22 Sep 2009

Winning Afghanistan boils down to hearts and minds

General McChrystal says more troops are needed in Afghanistan. But the lesson of Iraq is that you have to win over the local population.

It’s not often that a serving general talks publicly about the prospect of defeat, but that’s exactly what General Stanley McChrystal, the US force commander in Afghanistan, has done.

His report, leaked to the Washington Post, makes bleak reading for those who would say that if only they had a few more troops all would be well.

“Focussing on force or resource requirements misses the point entirely,” he writes. “The key take away from this assessment is the urgent need for a significant change to our strategy and the way that we think and operate.”

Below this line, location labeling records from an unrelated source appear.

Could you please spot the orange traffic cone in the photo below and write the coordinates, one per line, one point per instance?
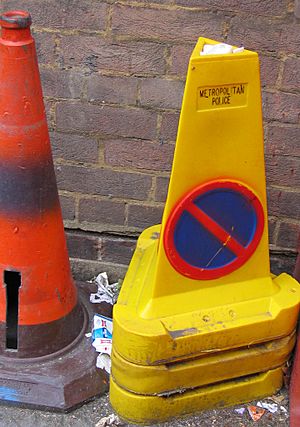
(41, 317)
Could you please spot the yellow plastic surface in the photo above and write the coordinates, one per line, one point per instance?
(203, 371)
(151, 331)
(151, 409)
(218, 142)
(162, 316)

What it boils down to is more hearts and minds, less trying to kill the Taliban.

And he points up a very interesting issue: force protection. This is something we noticed when the American troops first arrived in Baghdad. Simply put, they killed Iraqi civilians rather than risk their own lives.

As a result scores of Iraqis were killed when they approached checkpoints simply because – at first – they didn’t know to get out of their cars and put their hands in the air.

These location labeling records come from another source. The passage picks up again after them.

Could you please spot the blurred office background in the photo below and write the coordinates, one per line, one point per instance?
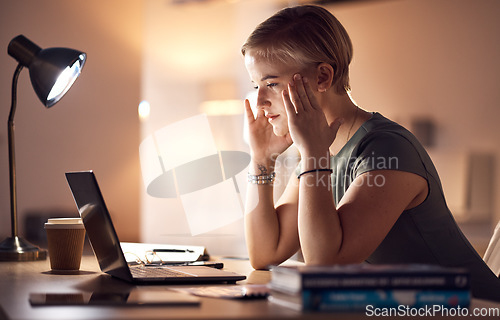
(431, 65)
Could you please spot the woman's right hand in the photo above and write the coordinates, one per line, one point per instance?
(264, 144)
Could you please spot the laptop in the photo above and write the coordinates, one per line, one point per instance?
(106, 245)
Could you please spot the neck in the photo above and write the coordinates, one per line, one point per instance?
(342, 106)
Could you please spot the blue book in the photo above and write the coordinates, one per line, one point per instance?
(365, 300)
(294, 279)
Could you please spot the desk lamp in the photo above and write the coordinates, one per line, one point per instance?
(52, 72)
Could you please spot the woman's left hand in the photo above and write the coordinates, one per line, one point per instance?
(309, 128)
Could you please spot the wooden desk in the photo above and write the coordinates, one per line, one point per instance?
(19, 279)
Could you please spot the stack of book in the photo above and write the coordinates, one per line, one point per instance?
(356, 287)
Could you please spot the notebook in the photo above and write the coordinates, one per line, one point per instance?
(106, 245)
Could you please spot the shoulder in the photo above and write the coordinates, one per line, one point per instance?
(387, 145)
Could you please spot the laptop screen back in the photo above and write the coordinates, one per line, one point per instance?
(98, 224)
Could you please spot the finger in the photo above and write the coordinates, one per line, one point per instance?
(249, 112)
(289, 106)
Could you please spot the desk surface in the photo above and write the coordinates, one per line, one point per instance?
(19, 279)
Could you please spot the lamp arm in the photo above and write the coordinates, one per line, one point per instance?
(12, 154)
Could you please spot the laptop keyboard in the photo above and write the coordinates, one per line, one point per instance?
(156, 272)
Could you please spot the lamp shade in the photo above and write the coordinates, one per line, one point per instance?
(52, 70)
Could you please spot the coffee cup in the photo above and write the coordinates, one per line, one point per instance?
(65, 238)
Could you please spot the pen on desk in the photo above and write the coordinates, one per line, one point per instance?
(172, 250)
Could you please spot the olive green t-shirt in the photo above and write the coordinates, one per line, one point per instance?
(427, 233)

I remember how our driver and fixer did indeed, as Dick Cheney predicted, see the Americans as liberators on Day One. But on Day Two we watched marines shoot at two carloads of Iraqis rather than theoretically risk exposing themselves by moving into the middle of the road with a notice in Arabic (not that they had a notice in Arabic) saying: No Entry.

The result: three dead and three wounded, including a five-year-old girl. Unsurprisingly, our Iraqi colleagues immediately changed their view of the Americans.

General McChrystal says US troops (and presumably other Nato forces as well) need to change their “operational culture”. I don’t know how easy that will be, especially in the one year time frame he’s given for reversing the “insurgent momentum”.

After eight years, it’s very hard for soldiers to see the local population as anything other than potential enemies, especially when every patrol runs the risk of improvised explosive devices. When soldiers are dying every day, of course they look with suspicion at those who around them who may be sheltering – willingly or unwillingly – those who are trying to kill them.

General McChrystal’s analysis is spot on. He seems to understand why so many Afghans are hostile to American soldiers. Yet I suspect he underestimates most Afghans’ over-arching suspicion of foreigners (especially those are occupying their country), and the wariness of his own troops.

He knows what’s gone wrong. But whether it’s really possible for a new strategy to put it right, well, that’s much more difficult.